China mungkin akan segera menghadapi kompetisi dari dunia internasional. Pada pertemuan negara-negara maju, G7, Juni lalu, AS dan sekutunya mengumumkan inisiatif "Build Back Better World" initiative, dengan janji untuk mendanai proyek infrastruktur global yang berkelanjutan secara finansial dan lingkungan.
Namun, rencana itu mungkin datang terlambat.
"Saya ragu kalau inisiatif negara-negara Barat akan membuat banyak tekanan pada program China," kata David Dollar, peneliti di Brookings Institution sekaligus mantan perwakilan Departemen Keuangan AS di China.
"[Inisiatif-inisiatif baru itu] tidak akan cukup uang riil untuk mengatasi skala kebutuhan infrastruktur yang dibutuhkan di negara berkembang. Juga, bekerja sama dengan otoritas keuangan Barat itu birokratis dan dapat tertunda dalam jangka waktu lama."
Para peneliti AidData menemukan bahwa proyek Belt and Road (BRI) sedang menghadapi persoalannya sendiri. Proyek BRI lebih cenderung dikaitkan dengan korupsi, persoalan perburuhan, atau isu lingkungan dari pada kesepakatan pembangunan China yang lainnya.
Untuk menjaga agar BRI tetap pada jalurnya, para peneliti mengatakan, Beijing tak akan punya pilihan selain mengatasi kekhawatiran peminjam.
Proyek China di Indonesia
Sejak Presiden Xi Jinping mempromosikan program ambisiusnya 2013, saat itu ia sempat berkunjung ke Jakarta untuk menemui Presiden Susilo Bambang Yudhoyono.
Dalam pertemuan itu, Indonesia meneken puluhan kesepakatan kerja sama dengan China terkait dengan pertambangan, bubur kertas, properti, jalur kereta api, infrastruktur dan semen. Total nilai komitmen kerja sama mencapai $28,2 miliar (Rp401 triliun).
"Kita sekali lagi membuat sejarah dengan menyepakati untuk menjalin kerja sama strategis yang komprehensif. Saya yakin di bawah kepemimpinan Presiden Xi Jinping kita akan dapat meningkatkan kerja sama bilateral kita di masa depan," kata Presiden RI saat itu, Susilo Bambang Yudhoyono, seperti dikutip Antara.

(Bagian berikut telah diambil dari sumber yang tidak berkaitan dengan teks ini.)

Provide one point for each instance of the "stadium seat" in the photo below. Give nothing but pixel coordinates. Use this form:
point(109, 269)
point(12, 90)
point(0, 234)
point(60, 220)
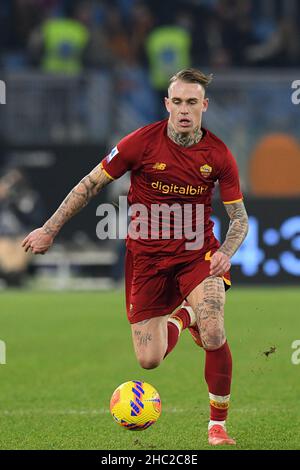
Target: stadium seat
point(275, 167)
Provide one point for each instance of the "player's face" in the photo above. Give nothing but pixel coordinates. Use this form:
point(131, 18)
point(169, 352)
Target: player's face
point(185, 104)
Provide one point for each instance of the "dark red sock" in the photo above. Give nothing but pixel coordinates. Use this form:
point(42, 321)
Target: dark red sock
point(183, 317)
point(173, 335)
point(218, 372)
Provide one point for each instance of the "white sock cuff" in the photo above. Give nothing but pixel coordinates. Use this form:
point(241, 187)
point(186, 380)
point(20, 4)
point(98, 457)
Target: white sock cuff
point(219, 398)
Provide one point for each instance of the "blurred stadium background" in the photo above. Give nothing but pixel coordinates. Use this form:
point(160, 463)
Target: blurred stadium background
point(79, 76)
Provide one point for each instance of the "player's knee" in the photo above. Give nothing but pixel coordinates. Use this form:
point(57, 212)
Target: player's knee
point(149, 363)
point(214, 340)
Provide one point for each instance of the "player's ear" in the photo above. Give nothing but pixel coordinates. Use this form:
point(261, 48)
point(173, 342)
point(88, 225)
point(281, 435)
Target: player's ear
point(205, 104)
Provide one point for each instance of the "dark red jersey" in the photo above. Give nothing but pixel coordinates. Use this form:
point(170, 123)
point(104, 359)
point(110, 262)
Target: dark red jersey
point(163, 172)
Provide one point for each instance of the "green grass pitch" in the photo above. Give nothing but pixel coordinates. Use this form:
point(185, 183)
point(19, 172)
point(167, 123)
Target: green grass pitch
point(67, 352)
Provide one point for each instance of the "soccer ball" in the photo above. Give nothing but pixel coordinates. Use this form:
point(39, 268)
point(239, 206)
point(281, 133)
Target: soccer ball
point(135, 405)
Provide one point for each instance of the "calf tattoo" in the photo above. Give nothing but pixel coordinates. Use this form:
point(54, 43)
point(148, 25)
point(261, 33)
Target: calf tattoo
point(142, 339)
point(210, 313)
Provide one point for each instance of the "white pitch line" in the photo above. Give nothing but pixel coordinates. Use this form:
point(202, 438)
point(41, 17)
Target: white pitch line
point(102, 411)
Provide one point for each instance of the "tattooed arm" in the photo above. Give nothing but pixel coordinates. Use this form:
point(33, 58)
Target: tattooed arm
point(238, 229)
point(40, 240)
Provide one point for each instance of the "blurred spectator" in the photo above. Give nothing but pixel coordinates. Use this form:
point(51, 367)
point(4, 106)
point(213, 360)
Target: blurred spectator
point(281, 48)
point(168, 50)
point(59, 44)
point(20, 211)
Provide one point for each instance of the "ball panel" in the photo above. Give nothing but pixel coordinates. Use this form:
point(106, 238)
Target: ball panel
point(135, 405)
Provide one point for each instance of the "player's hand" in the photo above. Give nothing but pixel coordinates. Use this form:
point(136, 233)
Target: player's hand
point(38, 241)
point(219, 264)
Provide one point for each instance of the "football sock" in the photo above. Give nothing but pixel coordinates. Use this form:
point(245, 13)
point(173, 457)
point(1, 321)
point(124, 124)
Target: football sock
point(218, 372)
point(176, 324)
point(220, 423)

Pada 2017, kerja sama terkait dengan program BRI berlanjut. Presiden Joko Widodo berada di antara 29 kepala negara dan perwakilan yang ikut serta dalam "Belt and Road Forum for International Cooperation". Dalam kesempatan itu, Presiden Xi mengumumkan telah menyiapkan anggaran $55,09 miliar untuk mendukung proyek BRI untuk perluasan jaringan antara Asia, Afrika dan Eropa.
Satu bulan pasca dilantik menjadi presiden periode 2014-2019, Joko Widodo juga melakukan kunjungan kehormatan ke Presiden Xi Jinping. Antara melaporkan kedua kepala negara melakukan pembicaraan bilateral membahas perkembangan hubungan dan kerja sama kedua negara.
Pada 2019, Wakil Presiden saat itu, Jusuf Kalla, juga menghadiri Forum BRI di China. Hasil dari pertemuan itu di kemudian hari menghasilan 23 proyek kerjasama Indonesia-China yang akan dibangun di Sumatera Utara, Sulawesi Utara, Maluku dan Bali.
Proyek-proyek tersebut meliputi, pembangunan kawasan industri dan infrastruktur penunjang Taman Kuning, Kaltara, proyek pembangkit listrik hasil olahan sampah di Sulawesi Utara dan Taman Teknologi di Pulau Kura-kura di Bali.